NOTS "Cold Line" 7inch

Photo by Geoffrey Brent Shrewsbury
     Because of calling Memphis home and they're records have bee released on Goner,  Nots often get the "garage punk" blanket through on them. The thing is though they don't sound like anything from Back From The Grave nor much like any contemporaries they'd get bracketed in with that comes with the tag. If there's was anything that a listener would associate with the blues on a Nots record it would be more about the band's aural darkness than something that might be heard in your average backyard on a Saturday while some cuts into a roasted pig.

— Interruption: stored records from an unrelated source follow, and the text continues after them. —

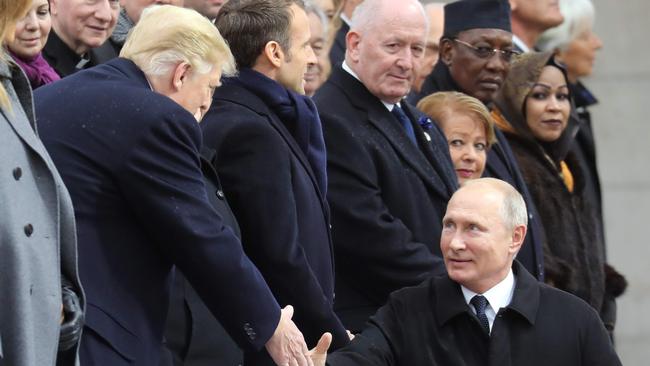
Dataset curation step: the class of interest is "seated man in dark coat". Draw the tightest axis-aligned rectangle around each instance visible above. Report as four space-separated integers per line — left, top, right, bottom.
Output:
409 0 546 283
200 0 350 364
314 0 459 332
311 178 621 366
35 6 311 366
44 0 119 76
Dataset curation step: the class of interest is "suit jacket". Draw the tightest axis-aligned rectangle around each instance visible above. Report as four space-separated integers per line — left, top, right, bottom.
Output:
408 61 546 281
42 31 117 78
328 261 621 366
328 22 349 69
314 67 458 331
35 58 280 366
0 59 84 366
200 80 349 363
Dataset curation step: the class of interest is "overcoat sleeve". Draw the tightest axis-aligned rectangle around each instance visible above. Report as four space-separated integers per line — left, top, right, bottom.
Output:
116 111 280 351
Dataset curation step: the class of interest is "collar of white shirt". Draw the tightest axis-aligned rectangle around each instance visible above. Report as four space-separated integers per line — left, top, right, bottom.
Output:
341 61 396 111
340 13 352 27
461 269 516 333
512 35 530 53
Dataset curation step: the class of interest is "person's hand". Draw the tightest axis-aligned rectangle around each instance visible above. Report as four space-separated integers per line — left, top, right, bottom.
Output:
309 333 332 366
265 305 313 366
59 279 84 351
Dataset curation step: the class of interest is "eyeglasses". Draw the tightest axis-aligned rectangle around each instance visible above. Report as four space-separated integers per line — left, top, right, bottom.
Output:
452 39 520 62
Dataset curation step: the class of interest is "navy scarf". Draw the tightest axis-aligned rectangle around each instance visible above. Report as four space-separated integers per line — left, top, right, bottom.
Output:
226 68 328 195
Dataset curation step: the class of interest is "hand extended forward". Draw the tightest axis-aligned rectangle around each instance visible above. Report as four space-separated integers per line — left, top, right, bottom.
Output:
265 305 313 366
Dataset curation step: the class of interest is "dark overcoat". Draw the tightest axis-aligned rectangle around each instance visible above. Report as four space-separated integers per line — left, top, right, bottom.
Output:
35 58 280 365
200 80 349 364
314 67 458 331
327 261 621 366
328 22 349 69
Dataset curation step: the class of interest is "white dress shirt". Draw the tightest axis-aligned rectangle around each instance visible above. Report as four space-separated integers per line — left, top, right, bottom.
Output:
461 270 516 334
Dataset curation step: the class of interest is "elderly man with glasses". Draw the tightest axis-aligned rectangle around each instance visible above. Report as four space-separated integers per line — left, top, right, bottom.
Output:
409 0 546 285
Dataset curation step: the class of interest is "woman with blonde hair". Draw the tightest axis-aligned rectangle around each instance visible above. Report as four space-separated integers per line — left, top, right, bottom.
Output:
418 91 496 186
4 0 60 88
1 0 84 364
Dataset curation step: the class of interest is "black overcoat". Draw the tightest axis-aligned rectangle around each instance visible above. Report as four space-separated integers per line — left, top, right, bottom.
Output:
328 261 621 366
314 67 458 331
200 81 349 364
36 58 280 365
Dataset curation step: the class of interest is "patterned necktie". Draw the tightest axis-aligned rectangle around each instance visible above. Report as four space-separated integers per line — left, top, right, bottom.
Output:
470 295 490 334
391 104 417 144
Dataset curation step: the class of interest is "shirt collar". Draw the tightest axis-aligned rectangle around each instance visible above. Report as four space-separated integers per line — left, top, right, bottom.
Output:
512 35 530 53
342 61 396 111
461 269 516 312
340 13 352 27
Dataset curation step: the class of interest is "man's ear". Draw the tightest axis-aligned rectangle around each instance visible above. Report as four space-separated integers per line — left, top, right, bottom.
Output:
49 0 59 15
509 224 527 255
171 62 192 92
263 41 284 68
509 0 517 12
346 31 361 64
440 38 455 67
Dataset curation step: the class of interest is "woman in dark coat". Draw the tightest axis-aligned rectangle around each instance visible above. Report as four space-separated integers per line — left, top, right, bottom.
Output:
492 52 626 328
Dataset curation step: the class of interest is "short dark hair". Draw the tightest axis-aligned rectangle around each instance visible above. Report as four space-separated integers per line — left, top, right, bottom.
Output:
216 0 305 69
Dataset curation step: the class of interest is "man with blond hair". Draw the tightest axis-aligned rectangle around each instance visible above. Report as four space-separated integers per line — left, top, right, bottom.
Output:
35 6 312 366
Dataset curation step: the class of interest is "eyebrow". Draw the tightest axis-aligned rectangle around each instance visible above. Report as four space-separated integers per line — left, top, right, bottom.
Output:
531 83 568 90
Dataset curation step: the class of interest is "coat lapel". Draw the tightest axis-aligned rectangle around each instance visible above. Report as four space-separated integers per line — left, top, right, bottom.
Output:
334 69 452 199
0 62 52 168
216 85 330 217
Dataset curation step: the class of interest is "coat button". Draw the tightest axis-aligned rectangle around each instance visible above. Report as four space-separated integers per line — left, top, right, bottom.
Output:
216 190 225 199
24 224 34 237
13 167 22 180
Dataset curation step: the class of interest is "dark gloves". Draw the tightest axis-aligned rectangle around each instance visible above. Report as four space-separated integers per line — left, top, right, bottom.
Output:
600 263 628 341
59 276 84 352
604 263 628 298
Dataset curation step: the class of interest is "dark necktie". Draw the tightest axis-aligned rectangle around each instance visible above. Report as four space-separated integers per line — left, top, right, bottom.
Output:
391 104 417 144
470 295 490 334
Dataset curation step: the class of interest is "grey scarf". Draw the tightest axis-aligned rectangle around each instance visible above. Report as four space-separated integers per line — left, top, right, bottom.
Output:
110 8 135 46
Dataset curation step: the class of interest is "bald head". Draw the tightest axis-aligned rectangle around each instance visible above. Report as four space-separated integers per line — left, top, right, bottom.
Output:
350 0 427 36
458 178 527 230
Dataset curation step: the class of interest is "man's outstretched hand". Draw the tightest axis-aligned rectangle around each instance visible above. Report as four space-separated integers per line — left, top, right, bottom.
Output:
309 332 333 366
265 305 313 366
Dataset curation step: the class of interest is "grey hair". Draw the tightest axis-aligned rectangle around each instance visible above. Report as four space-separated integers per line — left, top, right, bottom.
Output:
350 0 428 35
304 0 329 35
463 178 528 230
537 0 596 52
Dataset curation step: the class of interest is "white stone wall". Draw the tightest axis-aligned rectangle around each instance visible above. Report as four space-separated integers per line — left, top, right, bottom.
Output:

     If anything, the band is much more closer to the late 70's jittery UK  DIY art-conk than what usually flows down through the Mississippi. The differences though where that stuff acted a bit demure and hoity-toity about its agitation, Nots don't mince words. They use guitars as serrated knifes to make jagged patterns and searing synths to then cauterized the wounds. Instead of offering something for the pain, drums beats rattling as the only distraction for the brain while a chorus of bawls and wails jeer.
     "Cold Line" takes the listener to a dark and damp place. It's a dampness that is not of the cold, clammy sort the we've been told in fables that the English deal with though. The goth here is of the southern type. Slathered in humid echo the song sounds as if it recorded in some graveyard where dorky psychobilly zombies get made into dust after passing through a 5 story tall grater.
     Covering a song that any self-respecting maven of weirdo music considers definitive and a touchstone for a whole form usually leads to a lot of derision. "HOW COULD THEY DO THAT?" I don't know how many times now I've heard a band do a take on "T.V.O.D."  and no matter how sincere and serious that band may have been about doing it justice, it's usually sounds like a cornball tribute or something else simply unconvincing. Somehow though when the Nots do it though it really seems like they've have been sucked in by the video addiction and are using an IV that's hooked up to cable television feed.